As the sweltering summer heat begins to wane, hopefully, at the beginning of September, an activity known as kudamono gari in Japan becomes available to the public. Kudamono gari is when local farmers open their orchards to the public to pick and take home their fruits. Some places even allow you to eat all that you can pick while you are within the orchard. For a minimal price, you will truly be able to enjoy the “fruits” of your labor. Yamaguchi has more than enough options for farms where you can pick a variety of fruits from nashi, a Japanese pear, to grapes, and strawberries at varying times of the year. This season—from August to October—is peak season for nashi and grapes.


Nashi is often defined to foreigners as something between a pear and an apple. Its shape resembles an apple, but once you bite into it, its taste is closer to that of a pear; so when describing nashi, “Japanese pear” may be the most fitting description of this sumptuous fruit. Nashi gari, the act of picking nashi, can be enjoyed at a number of spots in Yamaguchi.


Shuho pears are particularly known for their sweet and sugary taste.

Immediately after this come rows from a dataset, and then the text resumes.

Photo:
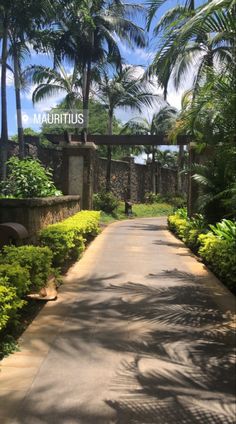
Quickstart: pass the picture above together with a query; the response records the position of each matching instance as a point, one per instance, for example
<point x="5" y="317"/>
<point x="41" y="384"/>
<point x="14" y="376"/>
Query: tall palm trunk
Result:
<point x="109" y="153"/>
<point x="86" y="91"/>
<point x="153" y="171"/>
<point x="4" y="129"/>
<point x="18" y="103"/>
<point x="180" y="168"/>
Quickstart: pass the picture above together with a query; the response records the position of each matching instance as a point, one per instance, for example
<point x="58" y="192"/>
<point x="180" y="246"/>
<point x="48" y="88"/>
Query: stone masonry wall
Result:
<point x="128" y="180"/>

This is attributed to a number of factors including; the water drainage from Akiyoshido Plateau, the variance in temperature between day and night and the characteristics of the soil which benefits from the compost and organic matter of the grassy plains of the plateau. The orchards located at the foot of the Akiyoshido Plateau can also make for a full day’s outing in the Shuho area. The best time is between the end of August and the end of September.


For more information contact the Shuho Nashi Sales and Production Association at 0837-65-2221. Adults are 1,000 yen, elementary school students are 800 yen and kindergarteners are 600 yen.


Other orchards where you can experience nashi gari include;


Hohoku Pia Farm in Shimonoseki city. The entrance fee is 500 yen for adults and 300 yen for elementary school students and younger. You can eat all the nashi that you want within the orchard. For every kilogram of nashi brought home, the fee is 300 to 600 yen. The orchard is open from 8:00 until 18:00. Contact 083-782-1607 for more information.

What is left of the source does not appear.